Lo straordinario talento tarantino nel calcio e nella vita di Marco Napolitano

Lo straordinario talento tarantino nel calcio e nella vita di Marco Napolitano è riscontrabile dalla sua grande carriera fino ad oggi. Nato a Taranto il 20/06/1991, nasce come centrocampista offensivo, quindi mezzala, trequartista o esterno alto d’attacco. Diciamo che ama saltare l’uomo e cercare lo spunto finale ed assistere i suoi compagni, puntando direttamente alla porta avversaria.

Ha mosso i suoi primi passi nella scuola calcio dell’Atletico Taranto di mister Mimmo Recchia (grande centrocampista di Taranto e Casarano ai tempi della serie B) da cui ha imparato davvero tantissimo. Cresciuto poi nel settore giovanile del Taranto Calcio dove ha militato tra i giovanissimi e gli allievi nazionali, prima di passare poi nella primavera del Lecce. Dopo Lecce ha trascorso tre mesi al Noicattaro in Serie C2 e subito dopo a Francavilla in serie D, dove ha trascorso tre anni opachi a causa delle varie retrocessioni. Si sono ritrovati infatti dalla Serie D alla Promozione. Per quanto riguarda l’ambiente invece afferma che Francavilla meriti grandi palcoscenici che oggi sta calpestando a pieni ritmi. Palesa quindi l’immensa felicità per gli ultimi risultati della sua squadra.

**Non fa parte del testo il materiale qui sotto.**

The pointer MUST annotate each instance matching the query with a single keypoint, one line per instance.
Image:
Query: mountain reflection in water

Lo straordinario talento tarantino nel calcio e nella vita di Marco Napolitano e la sua rinascita

Lo straordinario talento tarantino di Marco Napolitano è anche nei suoi discorsi e nei suoi racconti calcistici, senza peli sulla lingua. Terminata l’ultima stagione a Francavilla è giunta la telefonata da Grottaglie. La suddetta squadra militava in Serie D da 10 anni consecutivi. Non ci ha pensato molto prima di accettare, in quanto sapeva di trovare un grande gruppo ed un grande ambiente. È stato un anno di alti e bassi dove si sono salvati nella finale play out.

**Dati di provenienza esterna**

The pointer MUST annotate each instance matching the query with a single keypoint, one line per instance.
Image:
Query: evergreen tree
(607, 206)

Ha poi iniziato a vivere un momento buio per problemi extra calcistici, problemi esterni che lo hanno condotto a fine stagione a staccare la spina. Infatti ha smesso per un anno e mezzo. La voglia di ritornare è stata immensa ed ha ripreso sempre da Grottaglie che nel frattempo era retrocesso in Promozione, nel giro di due anni. A metà stagione, un altro episodio, sempre dato dal fatto che non fosse ancora pronto a rientrare, lo ha penalizzato ed rimasto fermo per 5 mesi di squalifica. Quest’ultima è stata la scintilla che lo ha fatto deviare completamente. Ha sofferto tanto quei mesi ed aveva voglia di giocare e non poteva.

Ha ripreso la stagione successiva con la fiducia della società. Nonostante il tutto ha deciso di riconfermarlo senza riserve. Come l’araba fenice, risorto dalle ceneri, ha vissuto queste due ultime stagioni in modo eccezionale, vincendo anche il campionato. Lo scorso 5 maggio si è verificato lo spareggio contro il Castellaneta. Ha siglato il goal dell’ 1-0 e l’assist del 2-0 finale. È stato veramente qualcosa di straordinario ed indescrivibile.

I suoi obiettivi e ringraziamenti

Il nostro Marco si pone come obiettivo quello di continuare a crescere e a vincere per vedere il Grottaglie nelle categorie che gli spetta. Il suo sogno è sempre stato quello di indossare la maglia rossoblù, la maglia della sua città, Taranto.

Ringrazia tanto la sua famiglia e la sua ragazza per avergli dato e per dargli ancora tanta forza e tanto amore. Quest’anno ha perso suo nonno ed è stato un episodio molto triste. La sua grande saggezza, però, lo conduce ad essere consapevole del fatto di avere un angelo custode al suo fianco.